The Fundamental Theorem of Riemann Integral Calculus Part 2
The Fundamental Theorem of Riemann Integral Calculus Part 2
Perhaps one of the most famous and used theorems in elementary calculus is the famous fundamental theorem of calculus. We finally prove the relatively simple-to-prove result.

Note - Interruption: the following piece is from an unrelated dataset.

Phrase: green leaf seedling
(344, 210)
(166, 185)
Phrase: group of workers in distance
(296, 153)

Theorem 1: Let $f$ be Riemann integrable on $[a, b]$ and let $g$ be a continuous function on $[a, b]$ such that $f(x) = g'(x)$. Then $\displaystyle{\int_a^b f(x) \: dx = g(b) - g(a)}$. |
- Proof: Let $A = \int_a^b f(x) \: dx$. Then for all partitions $P = \{ a = x_0, x_1, ..., x_n = b \} \in \mathscr{P}[a, b]$ we have that:
\begin{align} \quad g(b) - g(a) = \sum_{k=1}^{n} [g(x_k) - g(x_{k-1})] \end{align}
- Since $g$ is continuous on $[a, b]$ and differentiable such that $g'(x) = f(x)$ we have that $g$ is also continuous and differentiable on each subinterval $[x_{k-1}, x_k]$ and so by the Mean Value theorem for each $k \in \{ 1, 2, ..., n \}$ there exists a $t_k \in (x_{k-1}, x_k)$ such that:
\begin{align} \quad g'(t_k)[x_k - x_{k-1}] = g(x_k) - g(x_{k-1}) \end{align}
- Substituting this into the sum above gives us:
\begin{align} \quad g(b) - g(a) &= \sum_{k=1}^{n} g'(t_k)[x_k - x_{k-1}] \\ \quad g(b) - g(a) &= \sum_{k=1}^{n} f(t_k) \Delta x_k \\ \quad g(b) - g(a) &= S(P, f, x) \end{align}
- So for all $\epsilon > 0$ we have that for every partition $P \in \mathscr{P}[a, b]$ that:
\begin{align} \quad 0 = \mid S(P, f, x) - [g(b) - g(a)] \mid < \epsilon \end{align}
- Therefore we have that:
\begin{align} \quad \int_a^b f(x) = g(b) - g(a) \quad \blacksquare \end{align}